It’s so easy to get caught up in things that don’t matter. The world gets under your skin quickly and without you even knowing it. You begin to think that the fleeting things in your life are the ones that matter. You get caught up in competition, in where you should be in your life, of climbing the proverbial ladder.
I say you. But, I really mean ME. I do all of these things. I am flawed. I forget about my gift. I take it for granted. But, all it takes is a little refocusing of the lens and I remember what is truly important in my life.
Vacation is a great way to step outside of yourself, to get out of your routine and, of course, to learn about the world outside of your normal scope of experience. If you’ve kept up with my blog, you likely know how important I view vacation for building experiences, for doing research, for writing and so much more. It also serves as a good reminder and helps to reground me.
Lately, I’ve been pushing away from my writing. I’ve wanted to get away from being a writer altogether. Writers don’t move up the corporate ladder. Writers don’t become leaders (well, unless they stop being writers). In many places, writers are unseen. I expect people in all types of roles or artistic fields feel that way though.
I often feel unseen when it comes to my books. Year after year, day after day, I put in hours of effort into my projects with the dream of growing a base of readers, of getting reviews, of having dialogues with readers and others…but it just doesn’t happen. And at times, as you other writers know, this gets you down. It makes you wonder: “why am I even doing this?” When I hit those feelings, I know it’s time to get away and reorient.
Last weekend, my fiance and I went to Santa Fe to visit my artist aunt and uncle. They live way out in the desert in one of those adobe houses that mysteriously stay comfortable even through the blazing heat of the day. We ended up staying late into the evening talking. But when we stepped outside to get in the car to go back to our hotel, I stopped and looked up and felt that deep, primal and tingly feeling of awe.
There were so many stars. And each minute longer that we stood there and my eyes adjusted, more and more of them came into view. We picked out the constellations and breathed the cool desert night air — and we just existed together, me, my fiance and my uncle.
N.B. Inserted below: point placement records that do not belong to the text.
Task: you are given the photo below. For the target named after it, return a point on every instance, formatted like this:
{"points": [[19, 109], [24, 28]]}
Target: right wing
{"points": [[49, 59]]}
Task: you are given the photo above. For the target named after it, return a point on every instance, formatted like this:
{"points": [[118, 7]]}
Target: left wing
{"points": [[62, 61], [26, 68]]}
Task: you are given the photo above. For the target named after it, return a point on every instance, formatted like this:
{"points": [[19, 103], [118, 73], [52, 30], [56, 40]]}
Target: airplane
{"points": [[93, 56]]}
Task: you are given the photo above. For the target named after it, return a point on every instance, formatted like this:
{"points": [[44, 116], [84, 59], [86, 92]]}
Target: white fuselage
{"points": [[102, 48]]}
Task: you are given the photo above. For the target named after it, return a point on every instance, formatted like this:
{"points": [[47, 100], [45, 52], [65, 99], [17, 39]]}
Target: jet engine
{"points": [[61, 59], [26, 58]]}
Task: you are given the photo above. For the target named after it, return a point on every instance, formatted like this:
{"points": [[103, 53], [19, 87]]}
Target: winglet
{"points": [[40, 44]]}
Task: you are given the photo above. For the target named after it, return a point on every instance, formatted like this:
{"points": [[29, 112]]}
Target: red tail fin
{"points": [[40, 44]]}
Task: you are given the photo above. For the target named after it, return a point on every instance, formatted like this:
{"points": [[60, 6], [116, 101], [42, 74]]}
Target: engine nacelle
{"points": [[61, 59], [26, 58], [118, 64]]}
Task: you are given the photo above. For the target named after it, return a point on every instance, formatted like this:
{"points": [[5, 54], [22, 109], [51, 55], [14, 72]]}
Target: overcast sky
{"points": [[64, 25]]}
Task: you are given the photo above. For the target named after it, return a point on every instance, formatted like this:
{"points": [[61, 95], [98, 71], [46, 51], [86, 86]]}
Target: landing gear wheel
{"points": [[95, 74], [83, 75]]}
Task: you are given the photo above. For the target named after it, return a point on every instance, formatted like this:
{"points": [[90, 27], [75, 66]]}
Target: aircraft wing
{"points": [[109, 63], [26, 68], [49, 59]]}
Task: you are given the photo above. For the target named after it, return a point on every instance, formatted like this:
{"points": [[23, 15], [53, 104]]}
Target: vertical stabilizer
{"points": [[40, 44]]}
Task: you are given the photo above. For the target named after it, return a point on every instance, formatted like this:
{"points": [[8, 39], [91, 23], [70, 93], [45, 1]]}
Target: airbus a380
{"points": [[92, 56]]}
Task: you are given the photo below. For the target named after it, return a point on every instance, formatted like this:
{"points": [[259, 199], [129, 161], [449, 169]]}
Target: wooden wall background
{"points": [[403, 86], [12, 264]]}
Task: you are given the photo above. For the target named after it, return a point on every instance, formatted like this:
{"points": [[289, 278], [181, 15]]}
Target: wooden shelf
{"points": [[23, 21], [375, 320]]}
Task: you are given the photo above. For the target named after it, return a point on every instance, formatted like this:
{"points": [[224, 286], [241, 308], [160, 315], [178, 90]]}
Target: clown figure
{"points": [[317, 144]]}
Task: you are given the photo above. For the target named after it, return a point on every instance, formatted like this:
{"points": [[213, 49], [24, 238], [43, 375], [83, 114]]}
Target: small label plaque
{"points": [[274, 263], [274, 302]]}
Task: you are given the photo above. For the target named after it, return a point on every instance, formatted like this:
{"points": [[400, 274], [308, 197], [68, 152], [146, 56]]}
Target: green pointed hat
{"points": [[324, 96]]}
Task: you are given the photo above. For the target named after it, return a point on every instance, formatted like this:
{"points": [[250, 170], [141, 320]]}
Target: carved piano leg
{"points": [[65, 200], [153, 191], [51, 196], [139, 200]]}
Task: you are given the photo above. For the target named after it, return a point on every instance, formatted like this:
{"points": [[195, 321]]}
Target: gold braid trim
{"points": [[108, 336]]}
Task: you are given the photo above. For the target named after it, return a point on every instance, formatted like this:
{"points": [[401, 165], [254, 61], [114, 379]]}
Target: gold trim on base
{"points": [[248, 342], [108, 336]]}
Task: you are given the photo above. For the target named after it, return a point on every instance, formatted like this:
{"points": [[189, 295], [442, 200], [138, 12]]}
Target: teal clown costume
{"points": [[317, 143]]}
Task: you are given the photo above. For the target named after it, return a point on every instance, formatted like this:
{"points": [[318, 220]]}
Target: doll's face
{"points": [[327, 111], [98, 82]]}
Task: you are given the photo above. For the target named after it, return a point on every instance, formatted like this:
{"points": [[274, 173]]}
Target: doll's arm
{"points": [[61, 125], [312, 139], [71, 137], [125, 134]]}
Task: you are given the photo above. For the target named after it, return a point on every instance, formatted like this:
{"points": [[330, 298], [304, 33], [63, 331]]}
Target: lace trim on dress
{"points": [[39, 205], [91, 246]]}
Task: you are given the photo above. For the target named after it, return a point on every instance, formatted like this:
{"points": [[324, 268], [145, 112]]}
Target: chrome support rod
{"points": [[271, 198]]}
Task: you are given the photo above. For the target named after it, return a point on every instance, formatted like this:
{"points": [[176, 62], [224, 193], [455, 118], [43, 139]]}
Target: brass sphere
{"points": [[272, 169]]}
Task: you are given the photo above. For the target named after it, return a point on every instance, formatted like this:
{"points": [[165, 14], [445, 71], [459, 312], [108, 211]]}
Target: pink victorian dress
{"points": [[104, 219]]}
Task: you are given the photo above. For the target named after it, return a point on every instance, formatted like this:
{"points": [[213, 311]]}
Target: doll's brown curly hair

While staring up, my uncle pointed out the Milky Way. I turned my head and took in the wash of dusty light intermixed with a cascade of stars, delighted to witness it for the first time. And in those tiny pinpricks of light and in the dark spaces between them, I remembered, finally (if even just for a moment), what is truly important.
I remembered that my writing is a gift, given to me by the universe or God or whomever. It is the one thing of beauty that I have to offer to the world. It is my one way of reflecting the dazzling world in which we live. And in all that vastness, I also remembered that while there are hundreds of thousands of people out there in the world who have my same dream, I am the only me. My writing style, voice, and way with words is unparalleled – not because I’m a literary genius, but because I am the only one who looks at the world with the exact lens that I do (and the same goes for you!).
The day after we got home, I came across an article by NBC called “Why scientists say experiencing awe can help you live your best life.” It’s funny that this article popped up the following day. The universe likes to plop things in my lap like that though. Just in case I didn’t get it the first time, I guess 🙂
“One important distinction between awe and other emotions (like inspiration or surprise) is that awe makes us feel small — or feel a sense of “self-diminishment” in science-speak. And that’s good for us” the article tells us. That’s exactly how I felt as I looked up at the sky in the middle of the desert. Small. And yet, a part of something huge and beautiful and temporary.
Then the article continues: “We spend a lot of our time thinking about what’s going on in our world and what’s affecting us directly. ‘Awe changes that, making us see ourselves as a small piece of something larger.’”
And it’s true. When I stopped and looked up, everything else fell away. The desire to be seen more. The desire move up. The desire for recognition. Instead, I just felt this deep desire to write, to plug into that beauty, to be a part of it in the best way I know how with the gift I know well and sometimes take for granted. And I remembered that bone-chilling thrill of writing something beautiful when the words fit together just right, of creating my own universes, of building new lives and living out other adventures — and beneath all of that, living each facet of those shiny lives I spin because they are each a part of me and who I am even as I sit with my hands poised over a keyboard or my fingers curled around a pen and my mind a million miles away.